At the same time, the rise of e-readers and e-publishing more widely provide greater opportunities to get ideas out fast. This was the pre-text for A Flash of Light, which aimed to turn the academic publishing model on its head and bring together some gifted writers and thinkers to fly in the face of established practices. The working hypothesis was that, if you could get a number of authors together in the same room for 2 days working intensively and without breaks or distractions from all of the other things that academic life brings, we could produce an amount of work equivalent to that which would otherwise take a year or two to accomplish.

 

The result of this frantic weekend was about 9 chapters comprised of around 30,000 words, supplemented by around 20 illustrations. Those chapters were messy, still needed editing, referencing and some tidying up, but they were good. They had a sense of pace and energy and they hung together into a fascinating story covering an incredible range of light related topics.

Flash of light crew

Flash of light crew. Illustration by Ian Morris.

Our book takes an epic journey starting to explore the colours of the universe and the sky above our heads. It covers light you never knew you could see and how light influenced the evolution of animals, we cover the psychology of colour and vision before looking at how humans have harnessed light for our own gains.

We learnt a fabulous amount in our weekend sitting around a table frantically researching and typing. Some fascinating material has not made it into the main text, but is worth mentioning. For example, we spent an hour or two brainstorming the topic of the book and, whilst we pretty much ended up writing what we wanted, we all got very excited about where colour is actually located. Discussions ventured from colour blindness, to the experiences of people who have had their sight restored and synesthesia. In the course of their discussion our facilitator, Mark Cutter,, noted that he is a governor of the Royal Institute for the Blind, and, 10 minutes later, he had Denise Leigh, a blind opera singer with synesthesia, on the phone talking to us. Her condition means that she can see sounds and she described the incredible ribbons of colour she sees whilst singing, the hues of her children and the blessing her synesthesia is. Denise’s story exemplify the brief and the rapid journey we went through during the course of the weekend, where the group sat around the table for 22 hours throwing stories, facts and figures at each other.

More often than not, edited books in academia are made without ever the authors coming together to work on a common core manuscript and this experiment sought to transform this model. However, it was not just an exercise in productivity and work flows. It was also an inquiry into how one makes the act of writing a performance and how this ritual of real-time collaboration can create a sense of history that can enrich our lives. Time will tell how our individual authors feel about the work they produced and the publication that resulted, but at the very least, we have shown that a lot more can get done, a lot quicker, by aggregating knowledge and focusing its discovery down in a very short amount of time.

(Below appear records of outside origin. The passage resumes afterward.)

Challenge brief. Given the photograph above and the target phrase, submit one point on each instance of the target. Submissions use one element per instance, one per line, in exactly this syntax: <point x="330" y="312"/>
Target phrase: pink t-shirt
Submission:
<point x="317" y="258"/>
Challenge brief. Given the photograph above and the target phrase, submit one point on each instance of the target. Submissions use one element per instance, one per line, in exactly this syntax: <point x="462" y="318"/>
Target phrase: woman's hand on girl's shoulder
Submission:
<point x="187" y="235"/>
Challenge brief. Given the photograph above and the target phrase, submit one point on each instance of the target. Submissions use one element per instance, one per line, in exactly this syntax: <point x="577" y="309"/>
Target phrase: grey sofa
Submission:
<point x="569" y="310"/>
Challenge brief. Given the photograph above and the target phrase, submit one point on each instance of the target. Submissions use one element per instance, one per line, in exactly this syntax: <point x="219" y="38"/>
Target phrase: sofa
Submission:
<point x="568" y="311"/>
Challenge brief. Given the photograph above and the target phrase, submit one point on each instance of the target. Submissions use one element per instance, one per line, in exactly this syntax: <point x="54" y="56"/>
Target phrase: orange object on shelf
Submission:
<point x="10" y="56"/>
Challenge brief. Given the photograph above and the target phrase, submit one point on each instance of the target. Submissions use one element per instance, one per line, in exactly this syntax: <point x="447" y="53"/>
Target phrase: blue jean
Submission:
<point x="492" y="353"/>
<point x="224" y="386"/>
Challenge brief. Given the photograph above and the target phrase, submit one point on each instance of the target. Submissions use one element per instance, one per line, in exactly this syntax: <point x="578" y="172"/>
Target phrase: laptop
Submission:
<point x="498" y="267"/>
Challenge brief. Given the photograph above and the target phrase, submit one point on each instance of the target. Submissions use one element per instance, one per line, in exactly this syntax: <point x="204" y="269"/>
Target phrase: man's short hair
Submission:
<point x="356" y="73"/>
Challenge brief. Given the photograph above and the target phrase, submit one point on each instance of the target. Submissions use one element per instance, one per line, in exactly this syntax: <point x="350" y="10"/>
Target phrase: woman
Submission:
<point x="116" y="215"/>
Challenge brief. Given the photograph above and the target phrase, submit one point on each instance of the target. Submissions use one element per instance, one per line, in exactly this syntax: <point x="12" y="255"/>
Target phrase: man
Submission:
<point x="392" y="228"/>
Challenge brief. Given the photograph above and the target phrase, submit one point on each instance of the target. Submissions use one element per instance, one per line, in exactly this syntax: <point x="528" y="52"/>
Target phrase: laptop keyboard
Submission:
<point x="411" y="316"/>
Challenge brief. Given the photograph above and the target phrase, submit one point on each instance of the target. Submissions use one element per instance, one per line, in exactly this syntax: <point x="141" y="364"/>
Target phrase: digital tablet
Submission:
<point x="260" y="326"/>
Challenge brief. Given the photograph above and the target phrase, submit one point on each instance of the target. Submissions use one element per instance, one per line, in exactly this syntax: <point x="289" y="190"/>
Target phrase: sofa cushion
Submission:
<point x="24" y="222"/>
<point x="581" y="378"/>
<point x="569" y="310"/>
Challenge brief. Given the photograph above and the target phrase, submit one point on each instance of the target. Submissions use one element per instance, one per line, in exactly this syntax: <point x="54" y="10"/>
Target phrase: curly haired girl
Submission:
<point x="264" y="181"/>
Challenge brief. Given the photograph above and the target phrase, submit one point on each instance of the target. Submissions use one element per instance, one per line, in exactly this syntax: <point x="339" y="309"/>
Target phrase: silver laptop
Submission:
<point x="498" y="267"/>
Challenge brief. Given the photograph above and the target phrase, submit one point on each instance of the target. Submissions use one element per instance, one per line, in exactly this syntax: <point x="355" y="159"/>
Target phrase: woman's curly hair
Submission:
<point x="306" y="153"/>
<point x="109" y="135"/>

Crucially, the book would not have happened without the additional support and belief in us by the Royal Society of Chemistry, particularly the hard work of Cara Sutton. We are tremendously grateful for the Society’s investment and willingness to try something completely unprecedented. Here again, we feel that this relationship was atypical where the publisher had a closely intellectual involvement with the generation of our words than is often the case.